U.S. law classifies any substance containing DMT as Schedule-I, meaning it has the potential to harm and offers no medical benefit. Since almost all the shamans brew at home, they must smuggle the finished concoction into the country, thereby facing the same risk as if they were carrying heroin. A highly regarded shaman who splits his time between running a retreat in Ecuador and conducting ceremonies abroad explained that Latin American security officials understand that ayahuasca is a medicine, not a drug, and rarely flag it. He says they also rely on UPS. "Most law-enforcement agencies have better things to do," he says, "than hinder peaceful users of medicine." In 2010, however, the well-known Colombian shaman Juan Agreda Chindoy was arrested on arrival in Houston when jars of viscous fluid in his luggage tested positive for DMT. The charges were later dropped – with a diplomatic assist from the Colombian embassy – but Chindoy faced up to 20 years in prison.

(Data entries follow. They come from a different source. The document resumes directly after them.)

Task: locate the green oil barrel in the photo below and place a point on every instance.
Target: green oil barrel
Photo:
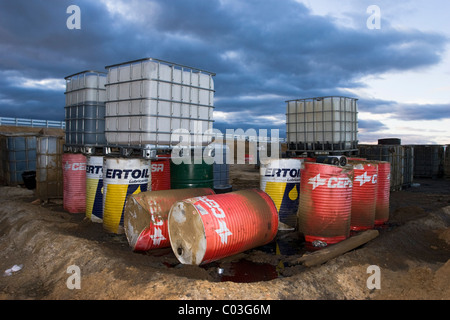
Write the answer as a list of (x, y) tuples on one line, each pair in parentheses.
[(183, 176)]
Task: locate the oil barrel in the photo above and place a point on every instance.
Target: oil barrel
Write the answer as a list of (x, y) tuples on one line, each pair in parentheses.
[(325, 204), (209, 228), (383, 192), (161, 173), (191, 175), (280, 179), (121, 178), (364, 196), (74, 182), (94, 188), (146, 213)]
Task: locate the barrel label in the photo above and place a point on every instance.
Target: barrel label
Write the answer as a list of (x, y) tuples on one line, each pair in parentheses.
[(332, 183), (223, 232), (127, 176)]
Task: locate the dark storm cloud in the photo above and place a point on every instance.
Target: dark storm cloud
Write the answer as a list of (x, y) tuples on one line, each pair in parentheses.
[(267, 48)]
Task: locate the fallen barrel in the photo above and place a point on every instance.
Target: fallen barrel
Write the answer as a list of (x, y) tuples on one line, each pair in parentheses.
[(324, 211), (209, 228), (146, 213)]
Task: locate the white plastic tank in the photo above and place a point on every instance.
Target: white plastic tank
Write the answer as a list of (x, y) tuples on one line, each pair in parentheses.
[(147, 99)]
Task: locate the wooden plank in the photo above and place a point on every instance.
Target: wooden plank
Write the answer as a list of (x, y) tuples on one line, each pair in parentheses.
[(335, 250)]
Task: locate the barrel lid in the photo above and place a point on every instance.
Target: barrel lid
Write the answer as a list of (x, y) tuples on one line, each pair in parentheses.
[(187, 233)]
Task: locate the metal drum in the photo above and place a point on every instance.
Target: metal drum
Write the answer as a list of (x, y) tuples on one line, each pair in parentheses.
[(146, 213), (121, 178), (161, 174), (325, 204), (280, 179), (364, 196), (94, 188), (74, 182), (209, 228), (191, 175), (383, 192)]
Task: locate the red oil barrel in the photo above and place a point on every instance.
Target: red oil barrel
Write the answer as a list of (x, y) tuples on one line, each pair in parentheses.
[(161, 173), (364, 195), (383, 192), (209, 228), (325, 203), (74, 182), (146, 213)]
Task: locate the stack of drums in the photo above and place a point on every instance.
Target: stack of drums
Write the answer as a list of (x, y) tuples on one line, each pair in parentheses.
[(74, 182), (364, 195), (209, 228), (324, 212), (94, 188), (121, 178), (280, 179)]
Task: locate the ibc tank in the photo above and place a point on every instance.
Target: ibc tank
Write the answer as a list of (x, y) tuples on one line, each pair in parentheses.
[(209, 228), (364, 196), (146, 214), (325, 205), (74, 179), (121, 178), (94, 188), (280, 179)]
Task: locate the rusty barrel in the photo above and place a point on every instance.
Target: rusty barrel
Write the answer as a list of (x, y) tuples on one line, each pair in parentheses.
[(325, 204), (94, 188), (280, 179), (209, 228), (364, 195), (383, 192), (74, 182), (122, 177), (146, 213), (161, 173)]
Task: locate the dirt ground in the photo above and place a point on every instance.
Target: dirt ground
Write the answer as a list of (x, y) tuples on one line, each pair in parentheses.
[(412, 252)]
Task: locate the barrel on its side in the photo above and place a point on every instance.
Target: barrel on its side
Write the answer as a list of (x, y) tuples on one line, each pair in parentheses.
[(209, 228), (364, 197), (94, 188), (121, 178), (324, 211), (146, 213), (280, 179), (74, 181)]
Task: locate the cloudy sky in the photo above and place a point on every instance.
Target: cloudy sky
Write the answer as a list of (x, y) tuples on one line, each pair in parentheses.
[(264, 52)]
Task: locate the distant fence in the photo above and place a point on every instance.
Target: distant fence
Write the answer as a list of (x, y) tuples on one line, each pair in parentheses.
[(19, 122)]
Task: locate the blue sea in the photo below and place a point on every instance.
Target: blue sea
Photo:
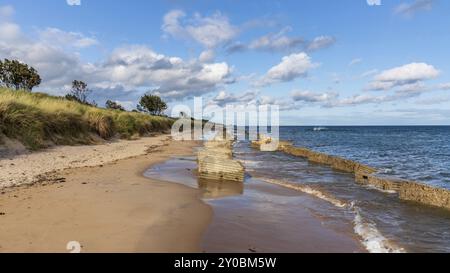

For drinkers, the legal risk is negligible: There is not a single instance of an ayahuasca ceremony being raided stateside. The cost of a single nighttime ceremony ranges from $150 to $300 per person, with an average sitting consisting of 10 to 12 drinkers. Weekend "packages" easily cost $1,000 or more, depending on the setting. Of late, something of an ayahuasca star system has developed, with some respected shamans in high demand in certain cities or circles. Some of these new globe-trotting shamans maintain the traditional trappings of the ceremony – chanting, blowing smoke, shaking leaves – while others have reinvented the ceremony as a New Age therapy. Until recently, most shamans operating in the U.S. issued general pre-ceremony warnings that adhered to the so-called Roller Coaster Rule: Those who would not ride a roller coaster (people with heart conditions, pregnant women) should not drink ayahuasca. Lately, the warnings have grown more specific, and the list of disqualifying conditions has grown. An email I received recently from a shaman touring the U.S. barred from participation anyone with a recent history of using or having "antidepressants, anxiety medications, painkillers, or anything similar; heart or liver dysfunction; drug or alcohol abuse." This shaman, who wished not to be identified, has an excellent reputation in Peru and in the U.S. He possesses all the qualities a prospective seeker should look for: He's native to the Amazon, claims to control his brewing process from start to finish, and is conservative when doling out portions to beginners.

The growing number of fly-by-night shamans and outright frauds has made screening essential. Websites like ayahuasca.com, realitysandwich.com, and evolver.net offer easy entry points to the would-be novitiate interested in locating ceremonies and sharing experiences. Despite its growth, it's unlikely the scene will ever gain the profile or popularity of so-called classic psychedelics, like LSD and mushrooms. Which is probably just as well: Ayahuasca's intensity places a serious limitation on its growth potential. It is the opposite of a party drug, a viscerally intense, multihour journey and ordeal in which, veterans say, "you earn what you learn." In a relatively short amount of time, it can help you identify and address the root causes of physical and psycho-spiritual ailments, but the visions are terrifying as well as sublime — and the confrontation with them is emotionally, spiritually, and physically demanding. The vine of souls, as ayahuasca is known, is not for everyone.